S&P 500 Q1 earnings are up 11.5% year-over-year, with 74.2% of companies beating EPS estimates, though beat rates are below recent averages. Within the retail sector, earnings are up 11.5%, but excluding Amazon, growth declines to -5.2%, with Target underperforming due to shifting consumer spending and execution issues, while Walmart thrives.

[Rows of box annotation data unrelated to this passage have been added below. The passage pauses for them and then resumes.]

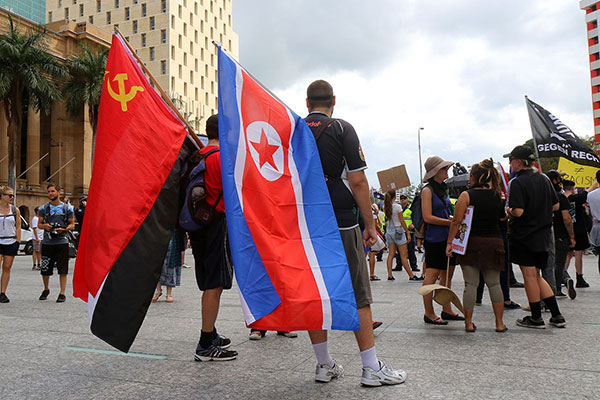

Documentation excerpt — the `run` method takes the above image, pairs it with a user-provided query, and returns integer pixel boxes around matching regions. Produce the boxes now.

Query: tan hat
[419,285,465,314]
[423,156,454,181]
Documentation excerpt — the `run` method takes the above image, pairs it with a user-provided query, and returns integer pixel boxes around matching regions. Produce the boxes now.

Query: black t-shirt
[305,112,367,229]
[467,189,506,237]
[569,191,587,233]
[553,193,571,240]
[508,169,558,251]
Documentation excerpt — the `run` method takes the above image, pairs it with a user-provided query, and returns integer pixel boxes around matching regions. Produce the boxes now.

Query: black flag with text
[525,96,600,168]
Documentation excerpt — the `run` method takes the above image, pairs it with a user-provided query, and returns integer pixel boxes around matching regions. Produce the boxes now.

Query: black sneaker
[194,344,237,361]
[517,315,546,329]
[567,278,577,300]
[213,333,231,349]
[548,314,567,328]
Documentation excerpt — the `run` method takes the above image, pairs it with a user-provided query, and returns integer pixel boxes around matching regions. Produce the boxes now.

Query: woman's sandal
[423,315,448,325]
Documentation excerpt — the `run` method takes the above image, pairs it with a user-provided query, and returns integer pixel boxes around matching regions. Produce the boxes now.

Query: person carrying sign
[446,159,508,332]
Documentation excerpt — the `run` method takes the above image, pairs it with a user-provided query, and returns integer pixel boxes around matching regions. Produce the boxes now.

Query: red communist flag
[73,35,187,348]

Q2 earnings are expected to increase by 5.5%, but estimates have been revised downwards for most sectors due to tariff uncertainty, although tech sector revisions have recently stabilized.

Analysis

S&P 500 members demonstrated robust Q1 earnings growth, with total earnings for the 469 reported companies up +11.5% year-over-year on +4.3% higher revenues; however, the quality of these results is tempered by the fact that both EPS (74.2%) and revenue (62.5%) beat percentages tracked below recent historical averages, suggesting a more challenging environment for outperformance. The Retail sector mirrored this headline earnings growth at +11.5% on +5% revenue growth, but these figures are significantly skewed by Amazon's contribution, as excluding it reveals a -5.2% decline in earnings for the remaining retail cohort, with EPS and revenue beat rates (56% and 52% respectively) also materially below historical norms. A stark divergence is evident within retail: Walmart (WMT) is excelling, leveraging its essentials-heavy model (approx. 60% of revenue), expanding digital business, and successfully attracting higher-income households, while Target (TGT) continues to underperform, missing lowered estimates due to its higher exposure to discretionary merchandise (approx. 80% of revenue) and apparent company-specific execution issues, especially when compared to peers like TJX Companies which are managing comparable merchandise more effectively. Looking ahead, Q2 2024 S&P 500 earnings are projected to grow +5.5% on +3.8% revenue, but estimates have faced significant downward revisions across 15 of 16 Zacks sectors since the quarter began, largely due to tariff uncertainties stemming from April's announcements, with Transportation, Autos, and Energy seeing the largest cuts. Despite this broad pressure, the critical Technology sector, accounting for nearly a third of S&P 500 earnings, has seen its Q2 earnings growth estimates (currently +12.1% on +9.8% revenue) stabilize recently after earlier declines, a trend also observed for its full-year 2025 expectations. While stocks have recovered from initial tariff-related losses, the deferred nature of these levies and ongoing macro uncertainty continue to pose risks to future earnings estimates.